Não poucas
vezes ouvi que “o melhor defensor ou acusador é amigo do juiz”. Esta frase
corriqueira, nos bastidores do poder jurídico e na sociedade, tem diversas
interpretações possíveis. São estas interpretações e implicações que o The Intercept Brasil tem feito ecoar ao denunciar
as relações impróprias (Ilegais? Imorais? Antiéticas? Espúrias?)entre Sérgio
Moro (o que julga) e Deltan Dallagnol (o que acusa), entre outros, durante os
processos contra Lula e não só este.
Max Weber (1864-1920),
sociólogo reconhecido internacionalmente, escreve sobre as formas legítimas do
poder e, com isto, ilumina a interpretação que podemos empreender sobre a frase
“o melhor defensor ou acusador é amigo do juiz” e suas decorrências na à
Lava-jato à Vaza-Jato.
Weber assevera
que o poder legítimo para a sociedade é aquele exercitado em função da
dominação tradicional, do carisma ou da dominação racional-legal. Para este
texto levarei em conta a legitimidade tradicional e a racional-legal.
A dominação
tradicional consegue sua legitimidade pela longevidade das relações sociais e
está baseada nos usos, costumes e tradições. Não diferencia o espaço público do
privado e, com isto, utiliza-se do bem público, da República, como se privado
fosse. Para que isto ocorra realiza o culto da personalidade de seus grandes
personagens políticos, econômicos ou judiciários onde o funcionário público é
um fiel servidor dos partidários que o apoiaram para ingressar no cargo de
Estado e nele se manter. Possíveis processos de seleção são realizados com
cartas marcadas pela fidelidade ao lado político dominante ou no controle do
poder de Estado. Na dominação tradicional não é raro que o que julga e o que
acusa no processo sejam aliados. Este o modelo predominante na Europa do Antido
Regime e, no Brasil até o final da Primeira República, explicitamente.
Por sua vez, a
dominação racional-legal adquire sua legitimidade baseada nos estatutos,
regulamentos e decretos legais que devem ser racional, técnico e
administrativamente impessoais. A base de acesso ao cargo público deve ser o
concurso público, sem cartas marcadas, e ingressar mediante comprovação da
competência técnica e de ter os pré-requisitos legais de formação educacional
para a função – títulos e diplomas. A burocracia, assim, estaria acima das
relações pessoais e a pessoa que julga está separada do que acusa.
Embora a
dominação tradicional esteja em decadência, não se pode afirmar que, no Brasil,
a dominação racional-legal se concretizou por completo. Muito da antiga ordem,
tradicional, também chamada popularmente de velha política, permanece viva nas
entranhas do sistema racional-legal na indicação, sobretudo de cargos de
confiança e não apenas e sobretudo nestes e na forma de se configurar os
titulares do Supremo Tribunal Federal.
Não poucos
funcionários públicos são filiados a partidos, o que é legal, e demonstra o
quando a velha ordem ainda vibra em meio a pretensa racionalidade legal do
Brasil – destaque ao problema dos militares. Um sistema concorre com o outro.

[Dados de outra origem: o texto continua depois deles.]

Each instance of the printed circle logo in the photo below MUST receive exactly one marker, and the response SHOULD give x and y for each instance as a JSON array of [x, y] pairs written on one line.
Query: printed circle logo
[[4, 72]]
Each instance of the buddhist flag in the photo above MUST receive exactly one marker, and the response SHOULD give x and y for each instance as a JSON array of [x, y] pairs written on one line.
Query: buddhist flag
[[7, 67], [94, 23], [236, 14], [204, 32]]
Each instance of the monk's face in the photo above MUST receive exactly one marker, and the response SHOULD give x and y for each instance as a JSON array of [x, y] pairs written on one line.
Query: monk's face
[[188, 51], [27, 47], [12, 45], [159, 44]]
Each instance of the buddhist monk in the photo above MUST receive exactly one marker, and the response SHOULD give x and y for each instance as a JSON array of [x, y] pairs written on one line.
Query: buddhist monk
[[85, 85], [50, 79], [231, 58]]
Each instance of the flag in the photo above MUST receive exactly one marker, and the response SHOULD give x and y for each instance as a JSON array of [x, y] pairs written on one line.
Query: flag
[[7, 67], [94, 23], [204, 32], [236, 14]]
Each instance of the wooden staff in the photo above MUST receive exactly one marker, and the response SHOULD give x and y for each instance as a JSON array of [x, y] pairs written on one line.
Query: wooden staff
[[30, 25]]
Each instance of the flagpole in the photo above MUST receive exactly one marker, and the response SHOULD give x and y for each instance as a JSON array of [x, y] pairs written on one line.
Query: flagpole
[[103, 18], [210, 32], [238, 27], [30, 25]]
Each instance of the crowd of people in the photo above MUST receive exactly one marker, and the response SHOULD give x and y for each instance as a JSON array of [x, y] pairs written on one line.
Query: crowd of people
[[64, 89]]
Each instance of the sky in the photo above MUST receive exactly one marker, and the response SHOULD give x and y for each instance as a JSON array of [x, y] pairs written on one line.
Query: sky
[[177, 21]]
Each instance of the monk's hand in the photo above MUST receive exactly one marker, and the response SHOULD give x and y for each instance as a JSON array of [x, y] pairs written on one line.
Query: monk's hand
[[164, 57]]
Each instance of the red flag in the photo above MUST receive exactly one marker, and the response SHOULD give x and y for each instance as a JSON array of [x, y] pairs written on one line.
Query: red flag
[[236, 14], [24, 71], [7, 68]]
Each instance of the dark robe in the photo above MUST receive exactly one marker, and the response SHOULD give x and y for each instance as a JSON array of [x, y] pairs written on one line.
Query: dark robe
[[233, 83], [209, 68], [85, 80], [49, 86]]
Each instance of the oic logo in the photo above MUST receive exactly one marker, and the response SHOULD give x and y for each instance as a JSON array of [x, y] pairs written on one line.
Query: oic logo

As relações pessoais da dominação tradicional, não raro, são denunciadas como corrupção
no sistema raciconal-legal. Visto que privilegia um lado em detrimento do outro
e corrompe os princípios fundamentais da administração pública racional-legal: legalidade,
impessoalidade, moralidade e publicidade.
O Estado e seu
aparato jurídico é usado em favor do poder privado e o público estaria dominado
pela hierarquia das relações pessoas personalistas de fidelidade de interesses
políticos. E, na complementação do outro lado da moeda, os oponentes do chefão
político serão todos condenados baseados na interpretação da lei ao serviço dos
interesses privados sem provas cabais. Neste ponto tem-se a politização da
justiça, arma poderosa no controle e exclusão das oposição e indesejáveis
outros em que o manicômio é parceiro da cela do presidiário. Assim, a frase “o
melhor defensor ou acusador é amigo do juiz” tem por fundo a aliança política,
onde amigo é sinônimo de alidado.
Na nova ordem,
na ordem da República, do bem público, da legalidade, impessoalidade,
moralidade e publicidade, ou seja, na dominação racional-legal a frase de que
“o melhor defensor ou acusador é amigo do juiz” é crime fragrante de lesa
pátria. Pois, usa dos recursos e do aparato burocrático de forma criminosa ao
não separar o público do privado e privilegia um grupo político em detrimento
do outro. E, com isto, não realizaria a dominação racional-legal, a nova
política, mas, antes, a corrupção do sistema que encenaria a farsa da justiça,
a velha política.
Outra
possibilidade de interpretação da frase “o melhor defensor ou acusador é amigo
do juiz”, mas, em favor da ordem racional-legal seria de que ser amigo do juiz
significaria conhecer tecnicamente as decisões do juiz, ou seja, saber as
decisões anteriores deles e de seus pares, as doutrinas que o guia, as ideais e
valores que lhe são caras para construir sua “convicção”. Em outras termos,
estaria assentado sobre os estudos pretéritos de suas decisões em casos
semelhantes.
É este o
embate que nos encontramos como brasileiros. Se somos reféns da dominação
tradicional não veremos os crimes do nosso lado político e apenas e tão só os
do outro lado. Ou, se, somos universalistas, dentro dos princípios racionais-legais,
garantindo o jutos julgamentos para todo e qualquer cidadão independente se ele
é um liberal ou neoliberal um sociailista ou Keynesiano.
Estamos diante
de ver se o Juiz Moro e Deltan agiram com imparcialidade e impessoalidade, de
acordo com a dominação racional legal, ou agiram como uma única acusação sem
deixar chances ao réu Lula, em um projeto de dominação pessoal tradicional
disfarçado pela toga de racional-legal para, de dentro da burocracia do Estado,
garantir o personalismo que inflama os egos e os interesses pessoais da
política em detrimento do público e do Brasil. Brasil que aliás todos os dizem
representar.
Deste prisma,
se houve relações de dominação tradicional ancoradas no papel do líder político
toda a encenação da nova política cairia por terra em nome do reino da velha
política.
Uma nota neste
sentido pode ser depreendida da fala de Bolsonora, no dia 5 de junho de 2019,
qual seja, no caso de Sérgio Moro (o que julga) e Deltan Dallagnol (o que
acusa) e Lula (o Julgado), “o povo dirá se estamos certos”, ou seja, seria a
politização da justiça
Em síntese, mudar para permanecer o mesmo, velha e boa estratégia da elite de Modernização conservadora.
Em síntese, mudar para permanecer o mesmo, velha e boa estratégia da elite de Modernização conservadora.